Ingest: Improving AI Skills with autoresearch & evals-skills
Type: practitioner-report
Source: improving-ai-skills-with-autoresearch-evals-skills-2035257434365976671.md Captured: 2026-03-21T19:45:41.107797+00:00 From: https://x.com/nurijanian/status/2035257434365976671
Classification
Type: practitioner-report — first-person report of three concrete implementation attempts, what changed between attempts, and what failed before success improved. Domains: evals, verification, skill-optimization Author: Nurijanian is reporting direct hands-on iteration with Auto Research and eval tooling; useful for workflow signals, but not a controlled or generalized benchmark.
Summary
The source argues that automated skill optimization only works after manual comprehension and specification work are done. Across three iterations, the author found that letting tooling auto-generate inputs and judges produced superficially higher scores but worse real behavior, because the objective was ungrounded in observed failure. Improvement came only after manually reading outputs, building a failure taxonomy (open coding -> axial coding), writing judges from that taxonomy, and calibrating judges on a small hand-scored set before rerunning optimization. The "Three Gulfs" framing (comprehension, specification, generalization) is the core contribution: the optimization loop addresses generalization, but only after human work closes comprehension and specification.
Connections Found
/connect found strong links to spec-mining-as-codification (exemplifies), specification-strategy-should-follow-where-understanding-lives (exemplifies), and the-boundary-of-automation-is-the-boundary-of-verification (exemplifies).
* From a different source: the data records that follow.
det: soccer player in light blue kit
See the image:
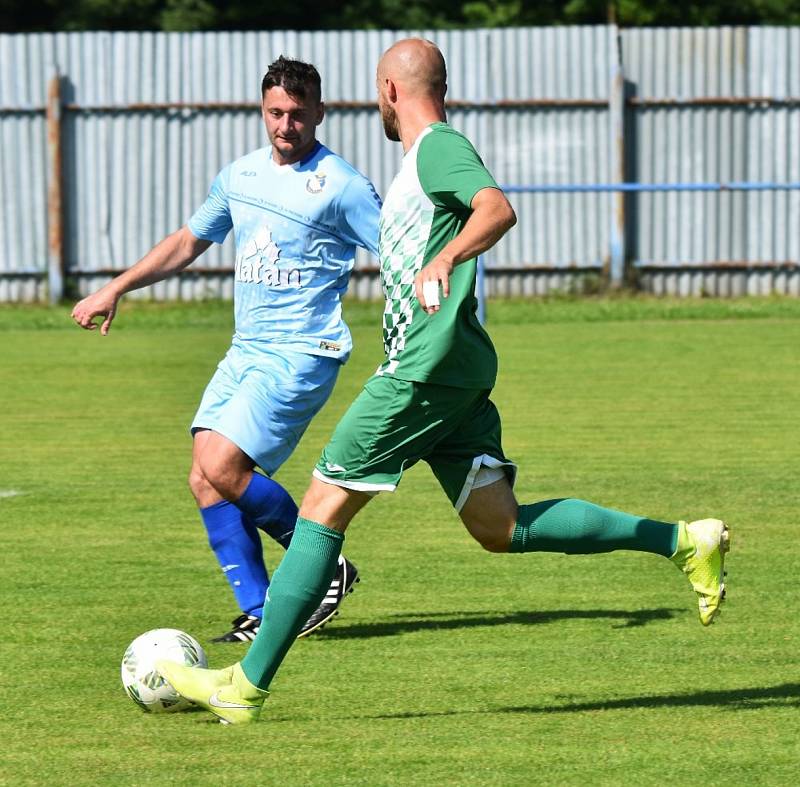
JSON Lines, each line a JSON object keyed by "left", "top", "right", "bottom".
{"left": 72, "top": 56, "right": 381, "bottom": 641}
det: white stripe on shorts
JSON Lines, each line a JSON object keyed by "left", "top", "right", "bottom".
{"left": 312, "top": 468, "right": 391, "bottom": 495}
{"left": 454, "top": 454, "right": 518, "bottom": 512}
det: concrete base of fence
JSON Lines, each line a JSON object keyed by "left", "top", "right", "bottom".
{"left": 638, "top": 268, "right": 800, "bottom": 297}
{"left": 4, "top": 267, "right": 800, "bottom": 303}
{"left": 0, "top": 276, "right": 49, "bottom": 303}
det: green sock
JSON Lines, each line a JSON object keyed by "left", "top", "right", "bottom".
{"left": 509, "top": 498, "right": 677, "bottom": 557}
{"left": 241, "top": 517, "right": 343, "bottom": 689}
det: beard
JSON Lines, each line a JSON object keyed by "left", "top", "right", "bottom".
{"left": 380, "top": 101, "right": 400, "bottom": 142}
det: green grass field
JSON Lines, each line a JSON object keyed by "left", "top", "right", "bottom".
{"left": 1, "top": 297, "right": 799, "bottom": 785}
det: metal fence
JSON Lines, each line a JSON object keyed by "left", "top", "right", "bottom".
{"left": 0, "top": 26, "right": 798, "bottom": 302}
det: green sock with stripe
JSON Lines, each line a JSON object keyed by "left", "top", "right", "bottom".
{"left": 240, "top": 517, "right": 343, "bottom": 690}
{"left": 509, "top": 498, "right": 677, "bottom": 556}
It also connects to oracle-strength-spectrum (extends) and error-correction-works-above-chance-oracles-with-decorrelated-checks (exemplifies) through the judge-calibration step. The key fit is that this source adds practitioner evidence for a phase-gated view of automation: objective construction remains human-gated before loop automation becomes useful.
Extractable Value
- [quick-win] Add a phase gate to evaluation workflows: require explicit completion of comprehension -> specification -> generalization before running optimization loops; this has high reach because it explains why optimization can improve the wrong target.
- [experiment] Treat judge creation as spec mining: derive criteria from observed failures, then calibrate on a hand-labeled mini set before trusting autonomous runs; high reach because it operationalizes verifier construction rather than tool-specific tuning.
- [quick-win] Introduce a "manual read quota" (for example, read and annotate N outputs before each judge revision) as a hard precondition; high reach because it directly protects against fantasy objectives across domains.
- [experiment] Keep tuple-based synthetic input generation, but only after failure-taxonomy grounding; medium reach because coverage improvements transfer broadly, while the exact tuple schema is context-bound.
- [just-a-reference] Use this source as external evidence for the oracle bottleneck argument in automation notes; low-to-medium reach because it is a single-team observational report.
Limitations (our opinion)
This is a sample-of-one practitioner narrative, not a controlled study. Multiple variables changed at once between takes (course study, manual reading, taxonomy quality, judge design, calibration), so causal attribution to any single change is weak. Reported score/quality improvements are not paired with rigorous held-out evaluation, so the Gulf of Generalization claim is asserted more than demonstrated. The strongest claim ("no automation can close comprehension") may be directionally right but is not hard-to-vary yet: a simpler account is that spending focused attention on outputs improved the objective, regardless of specific framework terminology. This is consistent with specification-strategy-should-follow-where-understanding-lives: understanding may emerge through observation, but the source does not test whether alternate workflows could surface that understanding with less manual effort. Context factors (skill type, model choice, judge implementation details, budget) are also underspecified, limiting transfer confidence.
Recommended Next Action
Write a note titled "Evaluation automation is phase-gated by comprehension" connecting to spec-mining-as-codification and the-boundary-of-automation-is-the-boundary-of-verification — it would argue that optimization loops should be blocked until failure-taxonomy and judge-calibration gates are met.